Explore Our Research

Proteomic and Genetic Insight Into Axon Termination, Synapse Maintenance and Autophagy

The Grill Lab has made important contributions to understanding signaling networks that regulate axon termination, synapse maintenance and behavioral plasticity. We rely upon C. elegans mechanosensory neurons as our principal in vivo model system. Importantly, much of our progress stems from my group’s status as a leader in C. elegans neural proteomics, which we often use as a starting point for discovery science. Recently, affinity purification proteomics laid the foundation for our exciting discovery that ubiquitin ligase activity inhibits autophagy in the nervous system.

We are leading efforts to understand a conserved signaling network required for both axon termination and synapse maintenance, two fundamental events in nervous system development and stability. At the heart of this network is Regulator of Presynaptic Morphology 1 (RPM-1), a ubiquitin ligase and signaling hub.

Our proteomics work established RPM-1 as the first example of a ubiquitin ligase that acts as a signaling hub in the nervous system. Live imaging and developmental time course approaches have allowed us to study the cellular processes that RPM-1 regulates. Behavioral outcomes indicate that perturbing the RPM-1 signaling network affects behavioral plasticity to repeated touch due to effects on glutamatergic chemical synapses.

In recent work, we used C. elegans proteomics and a ubiquitin ligase biochemical “trap” to identify RPM-1 ubiquitination substrates. This unbiased approach identified the autophagy initiating kinase UNC-51/ULK as an RPM-1 substrate. Genetic, transgenic and CRISPR editing/engineering approaches demonstrated that RPM-1 ubiquitin ligase activity restrains initiation of autophagy in mechanosensory neurons and broadly in the nervous system of C. elegans.

This is just the beginning of what will be a leap forward in neural proteomics in the coming years!

Using Forward Genetics to Identify Regulators of Opioid Sensitivity and Tolerance

We have spent the past decade pioneering an innovative new line of investigation that aims to understand how u-opioid receptor (MOR) signaling, sensitivity and tolerance are regulated. The implications of this work are far reaching, as MOR is the principle GPCR that mediates analgesia and addiction to opioids.

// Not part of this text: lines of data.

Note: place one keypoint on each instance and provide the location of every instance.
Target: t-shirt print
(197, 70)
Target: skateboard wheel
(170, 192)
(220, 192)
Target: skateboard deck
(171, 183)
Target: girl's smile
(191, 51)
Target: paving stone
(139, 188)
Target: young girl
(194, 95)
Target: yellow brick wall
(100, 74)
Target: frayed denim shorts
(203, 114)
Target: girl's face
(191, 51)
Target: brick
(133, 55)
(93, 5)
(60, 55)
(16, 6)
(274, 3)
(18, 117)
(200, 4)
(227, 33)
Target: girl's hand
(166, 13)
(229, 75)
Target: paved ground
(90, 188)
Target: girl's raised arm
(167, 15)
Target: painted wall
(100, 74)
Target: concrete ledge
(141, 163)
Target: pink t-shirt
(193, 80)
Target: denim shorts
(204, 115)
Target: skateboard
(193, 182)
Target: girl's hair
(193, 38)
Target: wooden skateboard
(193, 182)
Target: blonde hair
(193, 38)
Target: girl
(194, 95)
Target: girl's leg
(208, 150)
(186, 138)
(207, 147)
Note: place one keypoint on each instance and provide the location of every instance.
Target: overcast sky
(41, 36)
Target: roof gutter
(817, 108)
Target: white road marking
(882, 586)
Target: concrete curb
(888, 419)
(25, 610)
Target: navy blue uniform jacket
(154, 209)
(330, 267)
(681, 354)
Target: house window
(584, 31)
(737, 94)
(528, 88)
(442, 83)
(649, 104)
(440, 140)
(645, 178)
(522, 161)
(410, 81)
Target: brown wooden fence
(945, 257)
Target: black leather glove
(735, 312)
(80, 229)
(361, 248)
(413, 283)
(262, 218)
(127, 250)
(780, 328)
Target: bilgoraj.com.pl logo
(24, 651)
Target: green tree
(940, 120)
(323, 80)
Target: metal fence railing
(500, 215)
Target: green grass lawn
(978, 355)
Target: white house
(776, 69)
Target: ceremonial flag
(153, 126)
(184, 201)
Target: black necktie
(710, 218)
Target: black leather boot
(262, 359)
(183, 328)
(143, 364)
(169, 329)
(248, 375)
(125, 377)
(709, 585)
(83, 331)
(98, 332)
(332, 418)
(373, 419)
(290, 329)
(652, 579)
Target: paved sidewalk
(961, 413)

We engineered the first transgenic C. elegans model of MOR signaling (tgMOR), which has robust behavioral responses to opioids. Combining the tgMOR platform with unbiased, forward genetics allowed us to identify numerous, novel regulators of MOR signaling and trafficking that affect opioid sensitivity and tolerance. One example is the orphan GPCR FRPR-13 we identified in C. elegans and its mammalian ortholog GPR139. FRPR-13 and GPR139 functions as a conserved anti-opioid system from C. elegans through mammals. This is the first time that forward genetics has been used to study opioid sensitivity and tolerance in any system. Our unpublished work indicates there is much dark biology behind MOR signaling and potentially a larger network of unknown signaling territory that MOR orchestrates to mediate responses to opioid drugs.

We are also now poised to embark upon developing powerful new engineered behavioral models of GPCR signaling using our C. elegans platform.

Our work is made possible in part by a generous gift in honor of Timothy Jackson.

Regulation of Inhibitory GABA Neuron Function

Another ubiquitin ligase that the Grill Lab studies is called EEL-1 in C. elegans and HUWE1 in mammals. Our interest in HUWE1 is driven on two levels. 1) Better understanding how ubiquitin ligase activity shapes inhibitory GABA neuron function. 2) Strong, growing evidence that human genetic changes that reduce or increase HUWE1 function result in syndromic and non-syndromic forms of intellectual disability.

Our work has demonstrated that EEL-1 regulates presynaptic GABAergic transmission, and affects E/I balance in a simple model circuit, the C. elegans motor circuit. To determine how EEL-1 regulates presynaptic GABAergic transmission, we have deployed affinity purification proteomics using C. elegans to identify EEL-1 binding proteins. The initial discovery from these efforts was the finding that EEL-1 forms a complex with the O-GlcNAc transferase OGT-1. Our results using automated behavioral tracking of C. elegans locomotion in liquid, and pharmacological manipulation of the worm motor circuit showed that OGT-1, like EEL-1, affects GABA neuron function. Our work provided the first evidence that EEL-1 and the EEL-1/OGT-1 complex affect GABA neuron function. The biomedical implications of our discoveries are heightened by evidence that genetic changes in human HUWE1 result in intellectual disability, and emerging links between genetic changes in OGT and intellectual disability.

We are now moving forward with both proteomic and genetic screens to further understand how HUWE1 shapes inhibitory GABA neuron function.